En plus de son fusil AR-15, Crooks était armé d’un détonateur à distance. Il semble que le détonateur ait été relié à deux bombes artisanales et à un récepteur situés dans la voiture de Crooks, garée près des lieux du rassemblement. La police a également trouvé un gilet pare-balles et trois chargeurs de 30 balles dans sa voiture.

Lors d’une perquisition au domicile de Crooks, la police affirme avoir trouvé un gilet pare-balles, une autre bombe télécommandée et une imprimante 3D.

Selon plusieurs informations, le 12 juillet, la veille du meeting de Butler, Crooks s’est rendu au Clairton Sportmen’s Club, un stand de tir dont lui et son père sont membres. Le lendemain, le matin du rassemblement, il a acheté une échelle de cinq pieds à Home Depot et 50 cartouches au magasin de munitions de Bethel Park. Crooks s'est ensuite rendu au rassemblement et s'est apparemment fait connaître des autorités en tentant d’entrer dans la zone sécurisée avec un télémètre, un appareil utilisé principalement par les chasseurs pour mesurer les distances par rapport à des cibles éloignées.

Après qu’on l’eut autorisé à pénétrer dans la zone sécurisée, avec le télémètre, vers 15 heures, un peu plus de trois heures avant la fusillade, des policiers auraient suivi Crooks.

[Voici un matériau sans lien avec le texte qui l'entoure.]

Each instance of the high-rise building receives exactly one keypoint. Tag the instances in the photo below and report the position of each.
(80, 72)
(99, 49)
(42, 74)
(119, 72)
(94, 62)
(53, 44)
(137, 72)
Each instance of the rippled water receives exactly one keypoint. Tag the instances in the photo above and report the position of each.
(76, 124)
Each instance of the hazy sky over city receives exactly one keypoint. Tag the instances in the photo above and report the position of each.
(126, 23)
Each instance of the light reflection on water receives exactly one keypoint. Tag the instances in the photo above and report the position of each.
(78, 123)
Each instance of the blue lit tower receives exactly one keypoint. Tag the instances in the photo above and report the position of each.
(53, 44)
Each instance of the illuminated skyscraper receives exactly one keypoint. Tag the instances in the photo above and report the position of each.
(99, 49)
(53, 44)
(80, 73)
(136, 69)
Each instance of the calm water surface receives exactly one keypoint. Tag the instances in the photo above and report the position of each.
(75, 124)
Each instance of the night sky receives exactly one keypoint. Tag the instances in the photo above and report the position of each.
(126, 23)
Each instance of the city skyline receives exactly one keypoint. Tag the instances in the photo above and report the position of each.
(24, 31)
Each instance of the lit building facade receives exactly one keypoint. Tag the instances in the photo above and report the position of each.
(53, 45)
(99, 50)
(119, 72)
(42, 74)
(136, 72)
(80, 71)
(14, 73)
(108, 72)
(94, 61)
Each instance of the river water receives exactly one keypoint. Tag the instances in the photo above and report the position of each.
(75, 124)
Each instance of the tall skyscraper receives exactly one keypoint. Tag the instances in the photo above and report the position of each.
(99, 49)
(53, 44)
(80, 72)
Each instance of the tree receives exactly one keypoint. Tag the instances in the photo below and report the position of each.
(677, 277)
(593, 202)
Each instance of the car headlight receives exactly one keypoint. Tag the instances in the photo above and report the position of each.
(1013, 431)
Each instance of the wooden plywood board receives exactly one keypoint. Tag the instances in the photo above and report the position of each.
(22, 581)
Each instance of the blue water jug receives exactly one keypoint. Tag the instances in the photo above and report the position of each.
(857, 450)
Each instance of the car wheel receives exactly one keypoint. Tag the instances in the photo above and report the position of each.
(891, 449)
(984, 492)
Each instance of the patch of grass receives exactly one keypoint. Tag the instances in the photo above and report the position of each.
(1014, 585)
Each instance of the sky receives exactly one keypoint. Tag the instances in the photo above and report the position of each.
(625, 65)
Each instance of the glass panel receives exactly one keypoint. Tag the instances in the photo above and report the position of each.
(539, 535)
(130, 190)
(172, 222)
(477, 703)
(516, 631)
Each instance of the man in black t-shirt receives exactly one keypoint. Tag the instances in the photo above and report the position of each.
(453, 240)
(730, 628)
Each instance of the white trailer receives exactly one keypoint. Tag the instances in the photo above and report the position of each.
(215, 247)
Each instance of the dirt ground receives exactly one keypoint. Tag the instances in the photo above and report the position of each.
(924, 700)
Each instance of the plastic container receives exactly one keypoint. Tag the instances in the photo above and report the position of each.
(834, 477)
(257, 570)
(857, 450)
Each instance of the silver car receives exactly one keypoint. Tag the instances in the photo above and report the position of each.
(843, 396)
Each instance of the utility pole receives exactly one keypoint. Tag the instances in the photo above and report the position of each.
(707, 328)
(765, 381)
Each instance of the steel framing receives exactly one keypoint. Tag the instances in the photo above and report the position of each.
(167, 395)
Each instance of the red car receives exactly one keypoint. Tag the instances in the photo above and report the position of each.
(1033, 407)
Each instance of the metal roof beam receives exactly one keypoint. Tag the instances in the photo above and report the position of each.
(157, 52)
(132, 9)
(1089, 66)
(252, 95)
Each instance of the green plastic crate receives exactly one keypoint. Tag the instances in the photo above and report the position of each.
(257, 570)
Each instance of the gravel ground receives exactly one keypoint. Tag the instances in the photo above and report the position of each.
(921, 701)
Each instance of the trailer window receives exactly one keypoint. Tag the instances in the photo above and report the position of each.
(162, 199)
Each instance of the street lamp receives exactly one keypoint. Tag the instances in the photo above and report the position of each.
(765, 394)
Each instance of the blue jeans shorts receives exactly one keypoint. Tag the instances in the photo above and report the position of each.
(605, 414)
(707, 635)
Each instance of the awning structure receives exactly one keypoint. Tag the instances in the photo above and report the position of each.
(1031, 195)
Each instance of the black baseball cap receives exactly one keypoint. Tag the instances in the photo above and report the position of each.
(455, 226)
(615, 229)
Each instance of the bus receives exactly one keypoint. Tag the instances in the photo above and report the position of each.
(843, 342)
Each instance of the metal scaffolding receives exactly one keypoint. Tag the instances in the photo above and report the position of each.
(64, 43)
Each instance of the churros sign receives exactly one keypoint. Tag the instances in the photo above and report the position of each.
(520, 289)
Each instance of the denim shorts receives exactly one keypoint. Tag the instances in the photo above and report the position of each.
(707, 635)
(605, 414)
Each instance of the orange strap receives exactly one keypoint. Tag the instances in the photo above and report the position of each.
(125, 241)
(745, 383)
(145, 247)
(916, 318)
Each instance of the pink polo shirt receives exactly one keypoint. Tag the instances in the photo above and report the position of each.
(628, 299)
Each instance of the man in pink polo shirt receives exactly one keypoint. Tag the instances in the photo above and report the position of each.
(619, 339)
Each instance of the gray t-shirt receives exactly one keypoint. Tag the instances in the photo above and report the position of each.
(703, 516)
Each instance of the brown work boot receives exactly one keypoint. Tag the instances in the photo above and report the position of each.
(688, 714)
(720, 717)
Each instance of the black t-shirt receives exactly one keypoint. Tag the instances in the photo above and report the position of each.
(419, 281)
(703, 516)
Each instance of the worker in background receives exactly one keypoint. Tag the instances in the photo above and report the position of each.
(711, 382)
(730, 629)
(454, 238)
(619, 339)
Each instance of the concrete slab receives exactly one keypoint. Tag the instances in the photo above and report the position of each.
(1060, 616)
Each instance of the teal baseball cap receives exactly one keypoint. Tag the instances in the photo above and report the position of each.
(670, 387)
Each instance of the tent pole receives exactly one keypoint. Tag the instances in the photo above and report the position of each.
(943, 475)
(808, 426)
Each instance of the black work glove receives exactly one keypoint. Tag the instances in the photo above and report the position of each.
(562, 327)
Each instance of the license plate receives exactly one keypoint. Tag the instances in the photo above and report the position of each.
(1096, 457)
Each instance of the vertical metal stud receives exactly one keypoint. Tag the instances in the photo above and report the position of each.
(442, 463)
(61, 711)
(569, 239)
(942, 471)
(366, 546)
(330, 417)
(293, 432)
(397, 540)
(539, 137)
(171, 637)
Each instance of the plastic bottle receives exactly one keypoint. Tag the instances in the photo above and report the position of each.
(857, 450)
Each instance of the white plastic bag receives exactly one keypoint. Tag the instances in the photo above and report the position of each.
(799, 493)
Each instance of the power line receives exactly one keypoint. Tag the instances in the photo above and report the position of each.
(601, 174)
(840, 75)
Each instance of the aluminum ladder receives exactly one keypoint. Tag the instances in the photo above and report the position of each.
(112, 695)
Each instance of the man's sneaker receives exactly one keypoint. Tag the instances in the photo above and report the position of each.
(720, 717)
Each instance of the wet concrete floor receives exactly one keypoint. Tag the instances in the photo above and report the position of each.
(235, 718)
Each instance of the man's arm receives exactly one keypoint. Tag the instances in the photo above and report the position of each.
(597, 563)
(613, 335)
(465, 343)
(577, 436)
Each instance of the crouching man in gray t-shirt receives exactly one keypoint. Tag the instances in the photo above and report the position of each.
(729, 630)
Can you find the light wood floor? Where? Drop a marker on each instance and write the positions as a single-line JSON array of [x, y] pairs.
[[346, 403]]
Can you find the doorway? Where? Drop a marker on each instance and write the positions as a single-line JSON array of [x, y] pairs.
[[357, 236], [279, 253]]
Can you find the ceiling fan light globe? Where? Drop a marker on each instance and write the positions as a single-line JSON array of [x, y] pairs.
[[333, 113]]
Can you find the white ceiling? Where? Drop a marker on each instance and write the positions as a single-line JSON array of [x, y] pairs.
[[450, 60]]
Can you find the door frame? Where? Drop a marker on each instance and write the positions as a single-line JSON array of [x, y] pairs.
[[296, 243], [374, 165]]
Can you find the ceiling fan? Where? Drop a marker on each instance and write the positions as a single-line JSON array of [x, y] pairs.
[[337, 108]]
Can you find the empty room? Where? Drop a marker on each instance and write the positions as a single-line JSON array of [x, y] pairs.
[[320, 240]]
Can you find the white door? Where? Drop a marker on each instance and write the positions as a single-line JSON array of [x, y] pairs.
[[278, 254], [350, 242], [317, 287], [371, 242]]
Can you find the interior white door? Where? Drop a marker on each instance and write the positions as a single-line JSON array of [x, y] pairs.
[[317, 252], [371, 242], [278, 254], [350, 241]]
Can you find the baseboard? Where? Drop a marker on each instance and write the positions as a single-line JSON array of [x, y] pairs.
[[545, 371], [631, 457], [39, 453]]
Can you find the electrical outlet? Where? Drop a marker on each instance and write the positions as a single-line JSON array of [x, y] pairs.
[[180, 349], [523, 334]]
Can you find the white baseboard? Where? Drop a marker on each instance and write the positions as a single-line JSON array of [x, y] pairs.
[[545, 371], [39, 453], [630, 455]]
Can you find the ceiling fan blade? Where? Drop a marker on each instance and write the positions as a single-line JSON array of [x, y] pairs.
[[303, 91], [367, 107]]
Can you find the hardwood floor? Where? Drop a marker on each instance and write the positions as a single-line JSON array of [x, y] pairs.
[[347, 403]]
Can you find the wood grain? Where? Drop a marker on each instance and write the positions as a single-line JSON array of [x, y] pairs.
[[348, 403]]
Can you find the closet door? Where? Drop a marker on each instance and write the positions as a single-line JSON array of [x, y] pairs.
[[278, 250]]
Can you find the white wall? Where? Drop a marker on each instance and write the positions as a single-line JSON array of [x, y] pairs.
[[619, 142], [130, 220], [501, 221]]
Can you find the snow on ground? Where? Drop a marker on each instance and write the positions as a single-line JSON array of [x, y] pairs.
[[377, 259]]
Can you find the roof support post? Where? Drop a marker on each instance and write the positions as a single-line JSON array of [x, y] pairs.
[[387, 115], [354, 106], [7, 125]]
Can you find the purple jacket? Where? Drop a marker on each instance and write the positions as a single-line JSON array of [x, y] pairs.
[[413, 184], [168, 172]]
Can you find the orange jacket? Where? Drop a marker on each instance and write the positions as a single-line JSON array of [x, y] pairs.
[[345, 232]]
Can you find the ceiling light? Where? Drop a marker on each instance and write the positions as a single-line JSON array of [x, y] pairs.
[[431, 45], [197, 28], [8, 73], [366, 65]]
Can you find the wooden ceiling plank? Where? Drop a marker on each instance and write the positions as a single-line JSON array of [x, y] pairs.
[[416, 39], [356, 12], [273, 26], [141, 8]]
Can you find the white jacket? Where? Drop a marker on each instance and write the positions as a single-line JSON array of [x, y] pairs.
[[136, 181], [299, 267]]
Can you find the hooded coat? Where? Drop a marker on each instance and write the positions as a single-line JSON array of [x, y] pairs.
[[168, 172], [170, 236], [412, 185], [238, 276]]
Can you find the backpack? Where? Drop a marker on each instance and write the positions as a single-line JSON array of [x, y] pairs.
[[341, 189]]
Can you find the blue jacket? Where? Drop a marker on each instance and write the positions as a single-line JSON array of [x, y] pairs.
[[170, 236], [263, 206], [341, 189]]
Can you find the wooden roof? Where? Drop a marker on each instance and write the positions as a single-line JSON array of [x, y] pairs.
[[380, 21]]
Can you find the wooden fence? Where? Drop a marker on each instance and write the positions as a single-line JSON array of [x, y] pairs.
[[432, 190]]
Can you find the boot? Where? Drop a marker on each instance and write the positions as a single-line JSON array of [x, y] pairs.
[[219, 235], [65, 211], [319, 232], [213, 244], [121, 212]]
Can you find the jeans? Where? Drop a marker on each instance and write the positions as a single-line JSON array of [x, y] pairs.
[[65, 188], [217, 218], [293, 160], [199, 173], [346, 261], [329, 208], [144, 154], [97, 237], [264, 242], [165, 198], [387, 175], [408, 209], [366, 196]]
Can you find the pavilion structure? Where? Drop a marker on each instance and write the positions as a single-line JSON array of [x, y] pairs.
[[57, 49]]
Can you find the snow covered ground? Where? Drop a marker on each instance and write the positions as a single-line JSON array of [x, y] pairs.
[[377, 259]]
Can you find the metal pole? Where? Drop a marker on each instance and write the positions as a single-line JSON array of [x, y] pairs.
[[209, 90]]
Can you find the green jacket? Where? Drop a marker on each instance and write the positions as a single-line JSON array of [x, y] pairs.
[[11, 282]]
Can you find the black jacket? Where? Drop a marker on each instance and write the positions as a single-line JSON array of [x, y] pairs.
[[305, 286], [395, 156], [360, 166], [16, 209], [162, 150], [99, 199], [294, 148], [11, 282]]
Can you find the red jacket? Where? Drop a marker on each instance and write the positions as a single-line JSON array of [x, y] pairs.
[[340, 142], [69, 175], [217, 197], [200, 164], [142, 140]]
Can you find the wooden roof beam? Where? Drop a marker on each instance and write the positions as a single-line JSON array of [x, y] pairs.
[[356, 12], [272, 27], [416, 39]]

Celui-ci a fini par quitter la zone sécurisée et on l’a vu peu après 17 heures en train de marcher près du bâtiment de l’American Glass Research International. Le bâtiment est situé à environ 400 pieds [122 mètres] de l’endroit où Trump a parlé. Crooks a utilisé le toit du bâtiment pour aligner son tir. Il semble qu’à ce moment-là, il n’avait pas le fusil sur lui.

À 17 h 45, Crooks a été repéré par un policier du comté de Beaver qui observait le même bâtiment d’AGR International. Dix minutes plus tard, les agents du Service Secret ont été avertis par la police locale qu’il y avait une «personne suspecte» dans le secteur qui représentait une «menace». Dix minutes plus tard, à 18 h 05, Trump est monté sur scène.

Quatre minutes plus tard, Crooks a été vu en train d’utiliser un climatiseur extérieur pour escalader le toit avec le fusil de son père. À 18h10, de nombreux policiers et passants se trouvaient autour du bâtiment et pointaient Crooks du doigt. Sur plusieurs vidéos, on entend des personnes crier «Il a une arme!».

À ce moment-là, deux policiers ont tenté d’escalader le toit, l’un d’eux se servant de l’autre comme d’une échelle pour se hisser. Quand le policier tenta de monter sur le toit, Crooks le remarqua et pointa son arme sur lui. Le policier recula et tomba au sol.

À 18h11, Crooks a commencé à tirer sur Trump, faisant feu jusqu’à huit fois, touchant Trump une fois à l’oreille avant d’être abattu par une équipe de contre-snipers du Service Secret.